Homology search methods are dominated by the central paradigm that sequence similarity is a proxy for common ancestry and, by extension, functional similarity. For determining sequence similarity in proteins, most widely used methods use models of sequence evolution and compare amino-acid strings in search for conserved linear stretches. Probabilistic models or sequence profiles capture the position-specific variation in an alignment of homologous sequences and can identify conserved motifs or domains. While profile-based search methods are generally more accurate than simple sequence comparison methods, they tend to be computationally more demanding. In recent years, several methods have emerged that perform protein similarity searches based on domain composition.
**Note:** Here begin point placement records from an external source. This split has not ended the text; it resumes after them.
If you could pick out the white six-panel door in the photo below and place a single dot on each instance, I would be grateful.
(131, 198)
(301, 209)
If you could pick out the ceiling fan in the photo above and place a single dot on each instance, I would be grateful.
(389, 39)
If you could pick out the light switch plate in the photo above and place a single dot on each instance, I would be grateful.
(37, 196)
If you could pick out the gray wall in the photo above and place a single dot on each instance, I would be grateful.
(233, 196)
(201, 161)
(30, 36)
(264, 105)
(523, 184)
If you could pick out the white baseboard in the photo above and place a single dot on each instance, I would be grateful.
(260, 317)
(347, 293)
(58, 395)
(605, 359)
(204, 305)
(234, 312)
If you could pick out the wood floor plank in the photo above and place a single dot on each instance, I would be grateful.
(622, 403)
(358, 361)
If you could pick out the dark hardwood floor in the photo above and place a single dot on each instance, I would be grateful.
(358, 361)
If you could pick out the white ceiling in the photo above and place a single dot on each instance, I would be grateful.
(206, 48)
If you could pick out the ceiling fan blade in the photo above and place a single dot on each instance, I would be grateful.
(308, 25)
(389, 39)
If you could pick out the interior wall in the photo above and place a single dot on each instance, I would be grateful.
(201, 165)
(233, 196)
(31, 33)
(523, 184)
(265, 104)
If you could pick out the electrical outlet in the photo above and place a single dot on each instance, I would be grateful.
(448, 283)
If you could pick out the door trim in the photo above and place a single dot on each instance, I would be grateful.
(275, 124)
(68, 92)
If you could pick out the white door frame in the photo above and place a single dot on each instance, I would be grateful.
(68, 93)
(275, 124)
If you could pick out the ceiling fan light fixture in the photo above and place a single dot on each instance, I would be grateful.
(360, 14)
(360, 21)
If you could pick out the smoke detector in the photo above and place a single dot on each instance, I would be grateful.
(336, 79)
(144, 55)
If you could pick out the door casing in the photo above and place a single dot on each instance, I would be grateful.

However, few methods have considered the linear arrangements of domains when conducting similarity searches, despite strong evidence that domain order can harbour considerable functional and evolutionary signal.


Here, we introduce an alignment scheme that uses a classical dynamic programming approach to the global alignment of domains. We illustrate that representing proteins as strings of domains (domain arrangements) and comparing these strings globally allows for a both fast and sensitive homology search. Further, we demonstrate that the presented methods complement existing methods by finding similar proteins missed by popular amino-acid-based comparison methods.


An implementation of the presented algorithms, a web-based interface as well as a command-line program for batch searching against the UniProt database can be found at Furthermore, we provide a JAVA API for programmatic access to domain-string–based search methods.